Our country and our world are torn apart by division, distrust, hatred.  These cannot be cured by resorting to human solutions.  It is only love that can repair the torn fabric of humanity.  You will say, "But Father, there are those who simply will not accept our love - what then?"  The answer is simple.  Love anyway!  Will others have their hatred converted to love by showing them hatred in return?  In how many instances in the Prologue do we find those persecuting the Church converted into Christians, not by cunning argument, not by well crafted sermons, not by intellectual engagement, but by showing love to them as they demonstrate their hatred and fury against us?

And so, on this day, we pray to our blessed Patron and ask him to intercede before our Lord so that we may engrave upon our hearts the words that he, Saint Herman, gave to us.  "For our good, for our happiness at least let us make a vow that from this day, from this hour, from this minute we will strive to love God above all else, and to fulfill His Holy Will."

Amen!

Wednesday, February 22, 2017

Entering the Great Fast

My brothers and sisters in Christ:

Glory to Jesus Christ!

We find ourselves at the threshold of the Great Fast.  It is a time for spiritual housekeeping and renewal.  It is a time for us to find (dare I say coerce) every possible way to extricate ourselves from the world and reconnect ourselves to the Church, and through Her, to our Lord.

The Great Fast is certainly a time for fasting!  Saint Seraphim of Sarov taught, "One should not think about the doings of God when one's stomach is full; on a full stomach there can be no vision of the Divine mysteries."  Thus, fasting from foods is clearly a spiritual benefit and requirement for this season, and indeed for every fasting day called for by the Church.

But I ask all to remember that fasting applies to more than just food.  Fasting as a regimen must also include reading scripture, reading the Holy Fathers, almsgiving, care for the poor and needy, increased prayer for self and for others, especially those hardest to love.  Guard the tongue as well.  Saint John Chrysostom teaches, "The evil speaker eats the flesh of his brother, and bites the body of his neighbor."  

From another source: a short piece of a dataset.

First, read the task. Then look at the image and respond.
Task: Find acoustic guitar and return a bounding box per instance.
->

Saint Herman's will enter the Fast in our normal fashion - by celebrating Divine Liturgy on the Sunday of Cheesefare, followed immediately by the Vespers of Forgiveness, in which we enter the Fast by requesting and freely giving forgiveness from one another of our sins.

Inside the first week of the Fast, there will be services every evening at 6PM.

Mon/Tue/Thu we will pray the Canon of Saint Andrew.
Wed/Fri we will celebrate the Liturgy of the Presanctified Gifts
Saturday we'll celebrate Vespers at 6PM, before returning again on Sunday for 10AM Divine Liturgy of St. Basil the Great (Mar 05)

We pray that this Fast will bring great blessings and spiritual growth and healing to all, and that through this, our Lord will grant us to pray together, sharing His Body and Blood in the Eucharist many times during this Great Fast!

In anticipation of the services of this coming Sunday, let me in all humility ask of all of you to forgive me of my many sins, faults, and shortcomings.  Know in your hearts that I forgive all without reservation or constraint!